Mehrmals im Jahr kann man in der Presse lesen und sehen, wer wieder als Schönste zu gelten hat. Allerdings sind das inflationär viele Damen, die die Schönsten der Welt, des Universums (man hat dann immerhin nicht nur Venus und Merkur, sondern auch alle anderen Sonnensysteme geschlagen) oder auch nur des Landes Bayern sein sollen. Wobei der Blick in die oft strahlend leeren Gesichter überrascht: Das soll die Schönste sein?
Und vor dem geistigen Auge tauchen so einige Damen auf, die einem schöner zu sein scheinen.

Wobei der Gewinn einer Miss-Wahl nur bedeutet: Man war die Schönste derjenigen, die dort mitgemacht haben.
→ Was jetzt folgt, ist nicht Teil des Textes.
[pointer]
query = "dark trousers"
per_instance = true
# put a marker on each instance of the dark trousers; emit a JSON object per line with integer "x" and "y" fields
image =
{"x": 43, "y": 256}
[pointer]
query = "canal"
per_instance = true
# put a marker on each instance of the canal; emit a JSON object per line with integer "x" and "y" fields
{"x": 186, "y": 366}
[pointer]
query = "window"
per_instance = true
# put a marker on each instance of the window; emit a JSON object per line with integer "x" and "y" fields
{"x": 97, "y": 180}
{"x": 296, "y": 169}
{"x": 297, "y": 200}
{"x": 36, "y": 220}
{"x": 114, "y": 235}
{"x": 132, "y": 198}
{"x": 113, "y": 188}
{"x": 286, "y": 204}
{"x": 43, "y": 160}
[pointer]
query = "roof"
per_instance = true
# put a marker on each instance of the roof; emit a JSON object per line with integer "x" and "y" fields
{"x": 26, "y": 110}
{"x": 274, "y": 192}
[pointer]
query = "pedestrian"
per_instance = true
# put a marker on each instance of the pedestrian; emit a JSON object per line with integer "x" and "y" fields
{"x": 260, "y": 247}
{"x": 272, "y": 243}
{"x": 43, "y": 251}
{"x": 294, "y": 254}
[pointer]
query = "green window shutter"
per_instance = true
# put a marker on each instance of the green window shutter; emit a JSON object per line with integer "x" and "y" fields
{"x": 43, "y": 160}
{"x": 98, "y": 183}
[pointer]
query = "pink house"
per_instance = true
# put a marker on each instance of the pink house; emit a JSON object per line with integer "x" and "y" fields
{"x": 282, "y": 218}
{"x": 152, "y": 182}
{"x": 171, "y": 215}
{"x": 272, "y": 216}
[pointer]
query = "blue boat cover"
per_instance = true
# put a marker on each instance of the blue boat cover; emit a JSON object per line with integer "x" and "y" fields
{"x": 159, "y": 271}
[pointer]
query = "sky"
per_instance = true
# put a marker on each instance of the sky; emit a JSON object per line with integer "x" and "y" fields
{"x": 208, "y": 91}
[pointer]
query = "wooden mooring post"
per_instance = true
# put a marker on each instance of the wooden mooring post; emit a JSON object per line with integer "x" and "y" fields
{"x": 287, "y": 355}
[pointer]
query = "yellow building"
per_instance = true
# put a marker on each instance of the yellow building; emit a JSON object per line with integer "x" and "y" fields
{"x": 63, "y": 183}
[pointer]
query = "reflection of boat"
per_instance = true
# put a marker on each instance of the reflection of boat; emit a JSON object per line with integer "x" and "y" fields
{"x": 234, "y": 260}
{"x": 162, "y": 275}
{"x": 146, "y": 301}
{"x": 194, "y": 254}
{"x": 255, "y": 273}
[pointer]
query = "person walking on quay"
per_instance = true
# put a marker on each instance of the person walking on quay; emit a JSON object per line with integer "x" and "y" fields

Genau betrachtet nicht einmal das. Sondern nur, daß die Jury-Mitglieder dieser Ansicht waren, zumindest zu diesem Zeitpunkt. Und so sind Missen meist nur der kleinste, gemeinsame Nenner der verschiedenen Geschmäcker. Man einigt sich dann auf eine langbeinige, schlanke, junge Dame, deren Gesichtszüge konturlos scheinen. Große Augen, durch Schminke vergrößert, kleine Nasen, oft durch Operationen verkleinert, weiße Zähne, durch Blenden blendend aufgehellt.
Künstliche Schönheit in künstlichem Licht.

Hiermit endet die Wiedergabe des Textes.